Pendant la campagne, le VNV fustige « le désordre capitaliste », « l’État-banquier » et « la haute finance ». Ce discours porte, à un moment où la crise fait rage et où la Flandre — encore largement agricole — entame sa transition socio-économique. « De nouveaux secteurs et métiers émergent, tandis que d’autres éprouvent des difficultés, résume Olivier Boehme. À cela s’ajoute la crainte des conflits sociaux, “les situations wallonnes” telles qu’on les appelait alors.
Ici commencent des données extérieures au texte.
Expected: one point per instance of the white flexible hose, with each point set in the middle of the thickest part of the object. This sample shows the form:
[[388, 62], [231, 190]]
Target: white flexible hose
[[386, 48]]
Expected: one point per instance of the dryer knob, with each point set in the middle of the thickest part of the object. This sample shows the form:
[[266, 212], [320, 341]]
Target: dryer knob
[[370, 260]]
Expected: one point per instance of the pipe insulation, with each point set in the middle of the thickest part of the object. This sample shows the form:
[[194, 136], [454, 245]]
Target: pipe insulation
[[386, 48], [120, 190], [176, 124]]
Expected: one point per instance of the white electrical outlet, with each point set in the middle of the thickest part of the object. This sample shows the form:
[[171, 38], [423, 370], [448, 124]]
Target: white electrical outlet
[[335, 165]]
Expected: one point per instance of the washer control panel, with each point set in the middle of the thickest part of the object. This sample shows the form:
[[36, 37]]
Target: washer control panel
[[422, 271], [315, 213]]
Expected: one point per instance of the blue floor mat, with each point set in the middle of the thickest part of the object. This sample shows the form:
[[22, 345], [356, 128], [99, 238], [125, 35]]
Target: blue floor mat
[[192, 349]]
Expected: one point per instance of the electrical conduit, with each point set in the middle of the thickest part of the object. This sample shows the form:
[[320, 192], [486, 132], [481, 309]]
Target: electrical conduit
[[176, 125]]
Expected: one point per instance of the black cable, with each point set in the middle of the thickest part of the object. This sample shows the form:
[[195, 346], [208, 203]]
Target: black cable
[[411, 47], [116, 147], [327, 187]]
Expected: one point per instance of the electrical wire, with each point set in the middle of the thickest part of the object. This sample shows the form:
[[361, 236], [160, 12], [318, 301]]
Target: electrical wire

On ne peut pas non plus exclure qu’une forme de ressentiment ait joué : le nombre de personnes scolarisées et d’universitaires commence à augmenter, mais avec la crise des années 30, cela ne se traduit pas toujours par les emplois escomptés. Cette frustration pouvait se traduire en une dénonciation de la “relégation flamande”. Parallèlement, une élite flamande émergente souhaitait remplacer l’élite francophone. »
Un regard prolongé sur la carte électorale nous apprend que le VNV obtient ses meilleurs résultats dans les zones proches du littoral et du Westhoek, autour d’Ostende, Furnes, Dixmude et Roulers. Il est même le premier parti dans le canton d’Ypres, avec plus de 40 %.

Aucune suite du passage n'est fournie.